Liebau burada sorgulanan tanıklar içinde hatırlamama, inkar etme ve olayları önemsizmiş gibi göstermeye çalışma oyununu oynayan ilk kişiydi. Mahkemenin onun peşine düşmesi bu yüzden memnuniyet vericiydi. Bununla birlikte Liebau’nun daha polisteyken „hafıza eksiklerine“ oynamış olması da bugün açıklık kazandı. Henüz mahkeme tarafından gerçekleştirilen sorgusunda kendisine daha az hoşgörülü şekilde davranılmış olmasının nedeni buydu.

Başka bir polis memuru, Beate Zschäpe’nin oturduğu evde Ocak 1998’de gerçekleşen bir aramayı anlattı. Arama sırasında çeşitli silahların (tatar yayı, sapan, çok sayıda bıçak vs.) yanında Reich’ın sembolü olan savaş bayrağı ve „Pogromly“ oyununun bir örneği de bulunmuştu (konuyla ilgili olarak bkz. dünkü rapor). Buluntular bir kez daha gösteriyordu ki Zschäpe de henüz 1998 yılındayken Nasyonal Sosyalist ideolojiye sıkıca bağlı ve son derece şiddet eğilimliydi.

Açıklamalar ve dilekçelerle devam edildi. Avukat Dr. Daimagüler müdahil davacılar için Polenzstraße’deki kadın komşunun sorgusu ve orada altı çizilen „Alman Normalliği“ ile ilgili bir açıklamada bulundu (bkz. 3.2.2014 tarihli rapor). Avukat Stolle, Heilbronn’daki iki cinayet kurbanının, kasıtlı bir saldırının mı hedefi yoksa polise yönelik genel bir saldırının tesadüfi kurbanları mı olduklarının (bkz 21.1.2014 tarihli rapor) aydınlatılmasına devam edilmesi için bu iki memurun üstlerinin sorgulanması talebinde bulundu.

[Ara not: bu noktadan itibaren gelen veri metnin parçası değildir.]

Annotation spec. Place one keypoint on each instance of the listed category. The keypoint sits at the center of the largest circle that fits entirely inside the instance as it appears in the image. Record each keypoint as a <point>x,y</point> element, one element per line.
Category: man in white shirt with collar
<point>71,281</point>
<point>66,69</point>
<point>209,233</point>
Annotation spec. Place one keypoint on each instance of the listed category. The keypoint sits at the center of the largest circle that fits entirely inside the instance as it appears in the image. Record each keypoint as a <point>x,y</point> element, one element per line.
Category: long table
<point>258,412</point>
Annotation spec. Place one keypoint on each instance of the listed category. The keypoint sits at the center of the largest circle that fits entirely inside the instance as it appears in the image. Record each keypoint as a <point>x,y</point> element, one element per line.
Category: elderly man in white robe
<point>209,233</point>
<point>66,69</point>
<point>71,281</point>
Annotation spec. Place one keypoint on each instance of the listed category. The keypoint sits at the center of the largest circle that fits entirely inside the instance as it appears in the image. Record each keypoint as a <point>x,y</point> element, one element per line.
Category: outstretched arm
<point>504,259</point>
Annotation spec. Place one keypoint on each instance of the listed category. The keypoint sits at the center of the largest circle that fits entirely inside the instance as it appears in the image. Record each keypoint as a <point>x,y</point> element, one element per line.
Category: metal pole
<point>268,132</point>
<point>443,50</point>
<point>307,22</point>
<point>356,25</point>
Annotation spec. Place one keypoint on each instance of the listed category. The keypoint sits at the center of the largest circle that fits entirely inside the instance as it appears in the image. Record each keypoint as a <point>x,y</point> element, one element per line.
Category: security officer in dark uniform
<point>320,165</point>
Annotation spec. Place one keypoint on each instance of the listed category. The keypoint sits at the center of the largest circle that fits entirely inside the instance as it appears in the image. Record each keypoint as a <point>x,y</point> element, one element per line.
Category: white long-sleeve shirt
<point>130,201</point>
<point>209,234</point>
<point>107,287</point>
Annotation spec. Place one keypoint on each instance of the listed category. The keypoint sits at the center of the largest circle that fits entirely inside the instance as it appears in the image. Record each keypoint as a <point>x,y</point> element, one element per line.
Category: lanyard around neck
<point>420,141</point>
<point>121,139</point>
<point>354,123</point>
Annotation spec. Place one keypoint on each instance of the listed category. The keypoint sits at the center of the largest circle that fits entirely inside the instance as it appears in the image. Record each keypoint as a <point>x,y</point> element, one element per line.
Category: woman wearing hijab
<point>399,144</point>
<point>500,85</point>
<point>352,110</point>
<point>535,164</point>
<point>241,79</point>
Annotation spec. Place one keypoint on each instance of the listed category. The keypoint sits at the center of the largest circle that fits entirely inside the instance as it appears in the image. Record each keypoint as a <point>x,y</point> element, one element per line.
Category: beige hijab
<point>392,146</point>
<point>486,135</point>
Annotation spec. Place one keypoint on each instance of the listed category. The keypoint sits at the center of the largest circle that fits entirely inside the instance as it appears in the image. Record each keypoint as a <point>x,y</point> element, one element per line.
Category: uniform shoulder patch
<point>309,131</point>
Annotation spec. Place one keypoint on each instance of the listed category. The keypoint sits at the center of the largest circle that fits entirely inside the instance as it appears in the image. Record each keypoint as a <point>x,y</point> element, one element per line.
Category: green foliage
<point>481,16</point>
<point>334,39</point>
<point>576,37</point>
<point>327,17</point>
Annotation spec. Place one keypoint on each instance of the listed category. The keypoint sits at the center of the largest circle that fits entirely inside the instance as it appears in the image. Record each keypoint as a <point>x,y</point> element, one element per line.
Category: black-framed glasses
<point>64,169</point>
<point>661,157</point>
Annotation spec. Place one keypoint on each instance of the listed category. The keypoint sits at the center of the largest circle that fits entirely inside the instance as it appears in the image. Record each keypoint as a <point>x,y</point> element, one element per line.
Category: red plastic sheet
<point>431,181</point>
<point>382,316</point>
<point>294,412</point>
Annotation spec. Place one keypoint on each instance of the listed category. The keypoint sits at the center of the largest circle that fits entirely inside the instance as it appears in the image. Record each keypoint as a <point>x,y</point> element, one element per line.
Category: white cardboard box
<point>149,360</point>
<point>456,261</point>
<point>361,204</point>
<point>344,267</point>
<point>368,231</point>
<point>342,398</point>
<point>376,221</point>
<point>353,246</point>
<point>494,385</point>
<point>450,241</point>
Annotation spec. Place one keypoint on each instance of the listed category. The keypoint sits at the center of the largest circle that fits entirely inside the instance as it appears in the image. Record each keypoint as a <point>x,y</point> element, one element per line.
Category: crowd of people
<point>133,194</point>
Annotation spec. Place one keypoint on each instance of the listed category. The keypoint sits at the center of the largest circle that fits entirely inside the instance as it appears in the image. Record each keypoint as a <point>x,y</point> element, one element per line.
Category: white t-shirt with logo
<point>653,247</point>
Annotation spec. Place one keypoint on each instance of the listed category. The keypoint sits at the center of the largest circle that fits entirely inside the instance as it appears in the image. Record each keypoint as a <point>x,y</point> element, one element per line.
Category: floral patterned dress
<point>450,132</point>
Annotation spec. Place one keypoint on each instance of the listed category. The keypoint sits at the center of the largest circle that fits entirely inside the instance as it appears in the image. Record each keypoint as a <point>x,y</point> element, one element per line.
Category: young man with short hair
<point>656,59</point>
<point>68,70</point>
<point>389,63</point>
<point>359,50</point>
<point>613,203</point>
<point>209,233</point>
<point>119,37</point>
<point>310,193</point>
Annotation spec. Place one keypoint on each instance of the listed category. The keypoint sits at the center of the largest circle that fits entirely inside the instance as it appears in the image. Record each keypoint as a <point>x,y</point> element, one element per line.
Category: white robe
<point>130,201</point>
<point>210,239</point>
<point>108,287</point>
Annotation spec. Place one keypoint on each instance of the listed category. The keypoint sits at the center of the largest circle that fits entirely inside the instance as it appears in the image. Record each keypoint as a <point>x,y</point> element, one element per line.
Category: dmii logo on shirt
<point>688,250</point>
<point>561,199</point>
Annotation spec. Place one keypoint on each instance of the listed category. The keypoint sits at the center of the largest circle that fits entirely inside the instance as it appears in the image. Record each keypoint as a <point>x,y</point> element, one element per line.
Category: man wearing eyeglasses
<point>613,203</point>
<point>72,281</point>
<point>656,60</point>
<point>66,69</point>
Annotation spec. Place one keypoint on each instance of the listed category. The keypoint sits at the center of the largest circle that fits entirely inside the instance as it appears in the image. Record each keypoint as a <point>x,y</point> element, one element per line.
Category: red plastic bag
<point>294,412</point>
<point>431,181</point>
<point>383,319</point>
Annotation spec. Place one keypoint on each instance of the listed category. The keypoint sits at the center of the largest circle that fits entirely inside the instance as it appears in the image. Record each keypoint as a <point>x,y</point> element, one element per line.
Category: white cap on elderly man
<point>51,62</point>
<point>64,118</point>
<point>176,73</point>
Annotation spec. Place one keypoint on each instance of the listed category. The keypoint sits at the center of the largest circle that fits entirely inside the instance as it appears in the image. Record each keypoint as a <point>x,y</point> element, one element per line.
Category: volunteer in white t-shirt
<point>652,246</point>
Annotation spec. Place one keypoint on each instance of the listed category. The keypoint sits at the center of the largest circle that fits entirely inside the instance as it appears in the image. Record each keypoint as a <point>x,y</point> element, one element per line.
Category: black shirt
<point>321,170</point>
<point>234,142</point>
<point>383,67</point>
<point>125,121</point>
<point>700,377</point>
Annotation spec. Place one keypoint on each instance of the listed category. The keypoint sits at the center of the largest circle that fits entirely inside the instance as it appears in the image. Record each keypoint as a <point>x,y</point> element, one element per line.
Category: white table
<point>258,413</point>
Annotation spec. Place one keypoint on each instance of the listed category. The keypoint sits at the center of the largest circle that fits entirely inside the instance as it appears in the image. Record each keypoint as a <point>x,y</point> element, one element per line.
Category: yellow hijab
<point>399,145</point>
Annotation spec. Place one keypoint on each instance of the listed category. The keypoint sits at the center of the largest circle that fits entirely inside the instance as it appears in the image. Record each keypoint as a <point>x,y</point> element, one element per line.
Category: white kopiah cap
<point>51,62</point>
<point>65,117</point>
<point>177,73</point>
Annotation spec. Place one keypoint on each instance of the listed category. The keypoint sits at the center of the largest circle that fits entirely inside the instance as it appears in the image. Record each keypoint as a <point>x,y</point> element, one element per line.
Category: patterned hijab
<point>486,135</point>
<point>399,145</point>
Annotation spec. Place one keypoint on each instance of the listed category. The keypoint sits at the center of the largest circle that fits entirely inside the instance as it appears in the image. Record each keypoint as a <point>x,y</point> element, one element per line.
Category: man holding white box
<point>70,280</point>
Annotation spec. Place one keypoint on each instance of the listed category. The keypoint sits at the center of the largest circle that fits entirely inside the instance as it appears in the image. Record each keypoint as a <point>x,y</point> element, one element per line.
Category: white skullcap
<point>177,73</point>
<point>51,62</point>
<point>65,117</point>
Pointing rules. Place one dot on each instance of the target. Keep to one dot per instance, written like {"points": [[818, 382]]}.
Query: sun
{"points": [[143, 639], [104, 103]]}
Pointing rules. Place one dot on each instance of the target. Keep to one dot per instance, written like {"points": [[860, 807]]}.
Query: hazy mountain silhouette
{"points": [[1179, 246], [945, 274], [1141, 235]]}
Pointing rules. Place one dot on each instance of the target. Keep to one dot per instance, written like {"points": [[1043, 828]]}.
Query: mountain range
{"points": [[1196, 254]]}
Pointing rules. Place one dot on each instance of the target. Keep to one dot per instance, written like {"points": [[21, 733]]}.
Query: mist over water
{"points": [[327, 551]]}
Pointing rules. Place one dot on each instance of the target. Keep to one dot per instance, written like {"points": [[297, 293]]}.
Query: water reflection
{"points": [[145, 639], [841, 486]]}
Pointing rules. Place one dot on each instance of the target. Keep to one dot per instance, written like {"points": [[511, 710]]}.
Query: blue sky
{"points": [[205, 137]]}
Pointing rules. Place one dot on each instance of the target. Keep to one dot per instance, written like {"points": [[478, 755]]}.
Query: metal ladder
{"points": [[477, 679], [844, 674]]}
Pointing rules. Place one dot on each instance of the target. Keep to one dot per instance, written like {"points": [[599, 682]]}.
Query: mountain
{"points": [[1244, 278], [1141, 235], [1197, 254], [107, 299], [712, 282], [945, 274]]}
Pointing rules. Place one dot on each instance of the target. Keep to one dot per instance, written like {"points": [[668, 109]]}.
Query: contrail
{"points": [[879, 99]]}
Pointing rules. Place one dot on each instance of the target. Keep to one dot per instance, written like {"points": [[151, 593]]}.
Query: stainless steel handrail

Son olarak avukat Başay, Baden-Württemberg Eyalet Kriminal Dairesi’nin „soruşturma grubu çevresinden“ kadın bir memurun, NSU’nun Baden-Württemberg bağlantılarıyla ilgil olarak sorgulanması için dilekçe verdi. Konuyla ilgili ifadeler arasında bir tanığın Heilbronn’daki saldırı sırasında yaklaşık 35 km uzakta Beate Zschäpe’yi gördüğüne dair ifadesi de vardı.

18.02.2014

„Pogromly“ oyunu ve diğer konular

Bugün Federal Kriminal Dairesi’nden üç polis memuru ifade verdi. Memurlardan ilki “Üçlü”nün 1998 yılında ortadan kaybolmasından bu yana kaldıkları bilinen evlere dair özetleyici bir kayıt tutmuştu. Kendinden önceki tanıklar gibi bu polis de kendisi soruşturma yürütmemiş, sadece meslektaşlarının soruşturmalarını özetlemişti. “Üçlü”nün hem ortadan kaybolmalarının hemen ardından Chemnitz’de hem de daha sonraki yıllarda Zwickau’dayken, onları evlerinde ağırlayan, onlar için ev kiralayan veya kimlik bilgilerini onların kullanımına sunan çeşitli “yoldaşların” desteğine güvenebildikleri, tanığın raporundan açıkça anlaşılıyordu.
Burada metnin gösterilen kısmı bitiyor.